The other apps I built in the interim, to make money. These I built as a freelancer for people who were very competent in their particular businesses and were using web/mobile apps to basically streamline things and improve efficiency; I would reject anyone coming to me with a job like "I have this idea for an app..." because I have a dozen ideas for apps that are probably better than theirs, and I know how to actually build them, but what I emphatically have never had are a functioning existing business, business model, growth strategy or investment for those things. Ideas are just ideas. Even if you take years to develop the code skills to build them swiftly. In fact, if you do, it's even more painful to watch them vanish after a little while.
1's and 0's are just electrons on silicon, after all. We're writing in sand.
I've come to ...well, not exactly love or respect the fast-talking business guys, but... appreciate that maybe focusing on just how to build things (whether you code them or not) is really not the key. It's a necessary ingredient, for sure. But like I said, I've got a dozen good ideas for apps. Non-technical people have like hundreds of bad ideas for apps, and most of them want to catapult themselves to success with neither a good idea nor a functional business model nor existing investment -- they just want to entice someone like me to work for them on faith/credit, and it's always been this way, for 30 years now.
Sorry to rant. But what does work is when people have a successful business already, or the skills to set one up, which I don't have. When they have domain knowledge in their field, whether that's the food industry or hotels or manufacturing. Then, finding someone to build the software creatively or learning to do it yourself can add a whole layer of value, because you already understand the business logic inside and out.

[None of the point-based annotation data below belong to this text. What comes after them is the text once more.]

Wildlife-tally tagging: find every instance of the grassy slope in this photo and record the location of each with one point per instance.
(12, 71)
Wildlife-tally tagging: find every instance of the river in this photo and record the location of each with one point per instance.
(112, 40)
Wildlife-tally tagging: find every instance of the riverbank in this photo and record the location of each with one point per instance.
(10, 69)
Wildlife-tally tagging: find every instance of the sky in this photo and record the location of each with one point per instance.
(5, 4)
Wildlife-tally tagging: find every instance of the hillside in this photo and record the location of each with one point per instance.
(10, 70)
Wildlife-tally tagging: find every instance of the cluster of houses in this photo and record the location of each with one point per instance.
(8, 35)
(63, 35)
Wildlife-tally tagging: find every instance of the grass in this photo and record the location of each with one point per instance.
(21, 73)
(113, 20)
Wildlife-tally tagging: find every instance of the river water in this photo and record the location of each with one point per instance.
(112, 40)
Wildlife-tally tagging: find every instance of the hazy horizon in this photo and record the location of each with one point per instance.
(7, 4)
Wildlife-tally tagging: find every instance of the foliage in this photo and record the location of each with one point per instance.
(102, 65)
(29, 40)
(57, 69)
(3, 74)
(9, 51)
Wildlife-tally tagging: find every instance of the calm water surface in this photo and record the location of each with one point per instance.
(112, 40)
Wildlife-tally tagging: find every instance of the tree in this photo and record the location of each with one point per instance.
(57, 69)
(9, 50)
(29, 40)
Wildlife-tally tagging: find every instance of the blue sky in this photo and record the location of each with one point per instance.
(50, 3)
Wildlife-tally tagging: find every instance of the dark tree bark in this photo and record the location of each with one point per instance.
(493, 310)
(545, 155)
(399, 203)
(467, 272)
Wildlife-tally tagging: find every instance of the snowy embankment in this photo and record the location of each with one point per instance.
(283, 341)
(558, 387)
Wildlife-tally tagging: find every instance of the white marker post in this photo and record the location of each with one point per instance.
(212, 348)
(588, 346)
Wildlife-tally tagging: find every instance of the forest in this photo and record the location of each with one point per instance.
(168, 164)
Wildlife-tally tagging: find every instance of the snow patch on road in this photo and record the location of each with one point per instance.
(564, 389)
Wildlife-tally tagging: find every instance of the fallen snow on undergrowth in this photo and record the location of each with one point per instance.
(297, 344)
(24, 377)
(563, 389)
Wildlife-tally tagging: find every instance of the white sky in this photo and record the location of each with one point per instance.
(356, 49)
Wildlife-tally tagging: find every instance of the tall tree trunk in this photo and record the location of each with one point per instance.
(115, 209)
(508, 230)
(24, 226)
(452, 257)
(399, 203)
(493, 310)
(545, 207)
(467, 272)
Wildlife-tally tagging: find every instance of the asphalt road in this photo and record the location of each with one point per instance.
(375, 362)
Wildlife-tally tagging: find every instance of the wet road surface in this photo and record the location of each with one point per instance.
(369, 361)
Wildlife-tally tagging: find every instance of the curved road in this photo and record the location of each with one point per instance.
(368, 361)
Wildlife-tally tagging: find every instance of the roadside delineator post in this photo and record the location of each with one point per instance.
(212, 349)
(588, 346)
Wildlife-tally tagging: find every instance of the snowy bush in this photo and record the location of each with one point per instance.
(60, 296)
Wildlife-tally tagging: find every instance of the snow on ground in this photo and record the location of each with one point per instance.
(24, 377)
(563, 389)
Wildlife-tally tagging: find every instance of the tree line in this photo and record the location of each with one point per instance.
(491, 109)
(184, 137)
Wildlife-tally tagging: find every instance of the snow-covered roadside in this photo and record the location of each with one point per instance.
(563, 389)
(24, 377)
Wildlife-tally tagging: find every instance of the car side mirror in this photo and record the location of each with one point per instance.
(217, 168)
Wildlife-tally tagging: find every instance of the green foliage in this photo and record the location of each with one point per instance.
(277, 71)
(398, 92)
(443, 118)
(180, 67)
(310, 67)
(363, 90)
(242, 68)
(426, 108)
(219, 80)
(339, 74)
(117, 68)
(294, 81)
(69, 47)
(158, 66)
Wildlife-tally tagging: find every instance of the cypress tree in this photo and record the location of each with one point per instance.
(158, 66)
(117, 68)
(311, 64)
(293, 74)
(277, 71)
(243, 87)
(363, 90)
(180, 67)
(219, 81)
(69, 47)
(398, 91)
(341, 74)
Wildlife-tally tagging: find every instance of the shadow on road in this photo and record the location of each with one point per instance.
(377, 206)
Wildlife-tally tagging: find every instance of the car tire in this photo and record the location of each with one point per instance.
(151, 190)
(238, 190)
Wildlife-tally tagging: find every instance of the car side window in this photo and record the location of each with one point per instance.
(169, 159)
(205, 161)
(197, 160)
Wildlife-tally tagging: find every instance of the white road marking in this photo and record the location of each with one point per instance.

There will be a few unicorn dream startups that exist only 1's and 0's, in the 2020s... and as sad as I am about how all those things turned out since the 1990s, I'm not totally closed to the possibility of being at the front of one. But that's not where the bulk of wealth will be created. It'll be in building usable software that acts as a multiplier for the capacity of ordinary businesses... and not necessarily in the "take a 2.5% cut" way.